Y llama la atención la oposición que está causando en algunos sectores del feminismo, que afirman que pone en peligro a las mujeres cis; que nos priva de espacios físicos y jurídicos seguros. También sorprende que tales afirmaciones se profieran sin el respaldo de datos, sin más fundamento que el recelo que producen los cambios en las reglas del juego social derivados de integrar en él a colectivos social y jurídicamente postergados.
Sobre la afirmación de que la futura ley pone en peligro la seguridad física en los lavabos, no se sabe de ninguna mujer trans que haya agredido en uno a otra mujer, pero sí sabemos de mujeres trans que son agredidas tanto cuando utilizan un lavabo de chicas como cuando se les obliga a utilizar un lavabo de chicos. Lo mismo cabe decir sobre la afirmación de que el borrador de ley trans amenaza con incrementar la violencia de género: lo que nos consta es que las mujeres trans también la sufren, y no es ni menos violencia ni menos machista.

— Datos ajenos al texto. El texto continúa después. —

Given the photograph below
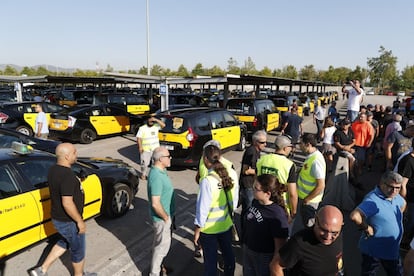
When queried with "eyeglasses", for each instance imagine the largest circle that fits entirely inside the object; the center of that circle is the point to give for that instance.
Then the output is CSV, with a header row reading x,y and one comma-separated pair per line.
x,y
393,187
256,189
326,231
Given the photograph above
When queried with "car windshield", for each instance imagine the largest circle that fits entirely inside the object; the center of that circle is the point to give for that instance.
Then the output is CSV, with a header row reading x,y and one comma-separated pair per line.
x,y
174,124
241,107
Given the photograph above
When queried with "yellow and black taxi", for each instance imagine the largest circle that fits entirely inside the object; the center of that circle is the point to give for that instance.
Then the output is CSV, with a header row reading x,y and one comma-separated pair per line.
x,y
109,186
257,114
22,116
283,102
85,123
134,104
187,130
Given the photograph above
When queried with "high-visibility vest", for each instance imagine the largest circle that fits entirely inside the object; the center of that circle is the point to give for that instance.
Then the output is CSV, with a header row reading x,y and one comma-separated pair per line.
x,y
275,164
279,166
218,218
306,182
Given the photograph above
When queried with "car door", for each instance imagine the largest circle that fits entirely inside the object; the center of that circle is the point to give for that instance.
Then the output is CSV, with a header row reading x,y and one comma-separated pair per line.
x,y
20,218
92,189
116,119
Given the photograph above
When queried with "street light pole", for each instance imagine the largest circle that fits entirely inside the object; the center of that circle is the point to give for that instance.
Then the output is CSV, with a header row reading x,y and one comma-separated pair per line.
x,y
148,65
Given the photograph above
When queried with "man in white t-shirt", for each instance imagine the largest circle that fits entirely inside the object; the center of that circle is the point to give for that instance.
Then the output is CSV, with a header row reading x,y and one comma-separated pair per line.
x,y
42,126
355,95
148,141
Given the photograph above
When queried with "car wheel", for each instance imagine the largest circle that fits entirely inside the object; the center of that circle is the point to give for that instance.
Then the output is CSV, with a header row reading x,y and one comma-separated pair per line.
x,y
25,130
87,136
242,144
118,201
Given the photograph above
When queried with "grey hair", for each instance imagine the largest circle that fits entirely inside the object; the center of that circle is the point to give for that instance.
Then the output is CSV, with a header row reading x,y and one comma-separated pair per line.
x,y
390,177
257,134
157,154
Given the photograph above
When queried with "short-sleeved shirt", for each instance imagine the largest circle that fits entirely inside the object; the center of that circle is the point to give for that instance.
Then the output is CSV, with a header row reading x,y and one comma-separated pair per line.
x,y
264,223
250,157
304,254
159,184
385,217
401,144
63,182
363,133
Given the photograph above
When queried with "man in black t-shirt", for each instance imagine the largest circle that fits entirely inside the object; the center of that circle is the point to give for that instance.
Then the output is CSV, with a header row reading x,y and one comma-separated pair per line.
x,y
317,250
66,210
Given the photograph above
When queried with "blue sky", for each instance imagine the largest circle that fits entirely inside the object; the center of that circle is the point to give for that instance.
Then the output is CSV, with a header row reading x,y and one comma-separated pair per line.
x,y
274,33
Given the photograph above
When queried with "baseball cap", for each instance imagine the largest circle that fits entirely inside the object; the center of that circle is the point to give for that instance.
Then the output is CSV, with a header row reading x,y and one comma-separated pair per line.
x,y
282,141
345,121
212,143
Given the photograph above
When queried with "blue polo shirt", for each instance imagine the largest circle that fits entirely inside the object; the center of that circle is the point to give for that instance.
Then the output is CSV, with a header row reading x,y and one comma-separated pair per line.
x,y
385,217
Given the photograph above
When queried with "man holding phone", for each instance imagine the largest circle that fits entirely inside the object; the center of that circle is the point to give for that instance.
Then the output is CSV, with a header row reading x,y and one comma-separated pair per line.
x,y
354,99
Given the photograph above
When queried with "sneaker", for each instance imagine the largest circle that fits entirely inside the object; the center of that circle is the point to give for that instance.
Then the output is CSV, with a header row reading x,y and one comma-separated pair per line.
x,y
37,272
85,273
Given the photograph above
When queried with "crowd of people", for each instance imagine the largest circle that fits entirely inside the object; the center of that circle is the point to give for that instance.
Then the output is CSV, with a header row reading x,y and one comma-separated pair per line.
x,y
285,227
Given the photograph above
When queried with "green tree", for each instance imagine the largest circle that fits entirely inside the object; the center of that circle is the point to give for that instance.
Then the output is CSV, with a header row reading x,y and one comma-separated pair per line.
x,y
198,70
182,71
266,71
143,70
289,72
383,69
157,70
308,73
215,71
40,71
407,78
28,71
233,67
10,71
249,67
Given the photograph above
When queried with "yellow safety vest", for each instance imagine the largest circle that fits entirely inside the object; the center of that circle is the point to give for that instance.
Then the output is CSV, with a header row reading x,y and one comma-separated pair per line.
x,y
218,218
306,182
149,137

Sobre la dificultad de mantener las estadísticas, no se alcanza a ver el problema de requerir mayor elaboración para integrar a colectivos (intersexuales, intergénero) hasta ahora invisibilizados. Una realidad social compleja precisa que los datos que la explican también lo sean. Tampoco se alcanza a ver el problema de que un porcentaje pequeño de mujeres y de hombres trans sean contados como hombres o mujeres, respectivamente, ni qué alteración fundamental puede suponer que su tránsito al sexo-género sentido se haya producido sin patologización previa.

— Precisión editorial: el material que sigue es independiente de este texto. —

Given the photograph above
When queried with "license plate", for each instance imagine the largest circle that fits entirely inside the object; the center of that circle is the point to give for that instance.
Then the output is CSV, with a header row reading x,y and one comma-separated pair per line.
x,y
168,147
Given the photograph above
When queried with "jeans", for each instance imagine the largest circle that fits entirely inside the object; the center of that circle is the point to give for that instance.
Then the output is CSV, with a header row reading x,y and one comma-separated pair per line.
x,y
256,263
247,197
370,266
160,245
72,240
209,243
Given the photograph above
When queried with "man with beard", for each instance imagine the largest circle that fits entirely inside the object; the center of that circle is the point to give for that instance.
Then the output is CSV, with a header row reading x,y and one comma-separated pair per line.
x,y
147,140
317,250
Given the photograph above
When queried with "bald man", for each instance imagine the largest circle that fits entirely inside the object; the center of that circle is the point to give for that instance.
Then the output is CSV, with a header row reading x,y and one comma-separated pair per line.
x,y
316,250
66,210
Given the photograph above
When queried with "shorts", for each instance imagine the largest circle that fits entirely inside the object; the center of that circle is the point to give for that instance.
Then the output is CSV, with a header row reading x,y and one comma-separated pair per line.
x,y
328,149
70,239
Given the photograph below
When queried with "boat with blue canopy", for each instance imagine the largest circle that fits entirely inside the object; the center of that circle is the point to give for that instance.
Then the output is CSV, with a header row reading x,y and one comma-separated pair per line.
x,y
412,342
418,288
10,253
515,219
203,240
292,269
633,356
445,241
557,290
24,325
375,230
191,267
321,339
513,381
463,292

En el fondo de estos argumentos subyace la frívola afirmación de que, sin esa previa patologización, el tránsito a un sexo-género distinto del asignado se producirá por razones estratégicas, con el fin de copar espacios de poder. Es la idea que alimenta la afirmación de que los varones se declararán mujeres para integrar listas cremallera. A ello sólo cabe responder con dos afirmaciones que deberían ser obvias.
La primera es que resulta increible que desde sectores que se llaman feministas se afirme que ser mujer es en esta sociedad fuente de privilegios; que el deseo de acceder a medidas de acción afirmativa que intentan reducir los desequilibrios de poder a favor de los varones pueda mover a éstos a dejar de serlo; que pueda moverlos a asumir las dificultades añadidas de ser mujer trans. Además, las mujeres trans no nos usurparían ningún lugar ni ningún derecho a las mujeres, precisamente porque son mujeres.
La segunda es que, como sabe cualquiera que haya tenido la suerte de conocer de cerca a una persona trans, el tránsito al sexo-género sentido no es un proceso inocuo. Es doloroso y costoso, está lleno de obstáculos, dificultades y de un sufrimiento que esta sociedad intensifica estigmatizando a quienes no se “ajustan” al binarismo heteronormativo.
A lo que esta ley aspira es a facilitar que el tránsito pueda ser también un proceso feliz de autoafirmación. Como sociedad tenemos la obligación de eliminar el sufrimiento añadido, innecesario, que los actuales procesos imponen. Tenemos la obligación de hacerlo porque (duele tener que recordarlo) las personas trans tienen, como las cis, el derecho constitucional e internacionalmente reconocido a no sufrir trato desigual y discriminatorio. Más allá de que el actual borrador precise ser perfilado y mejorado en algunos aspectos, su apuesta por la autodeterminación de la identidad sexual y expresión de género es motivo de celebración. Con ella no se empeora la situación de nadie, más bien se introduce una mejora notable en la situación de muchas personas.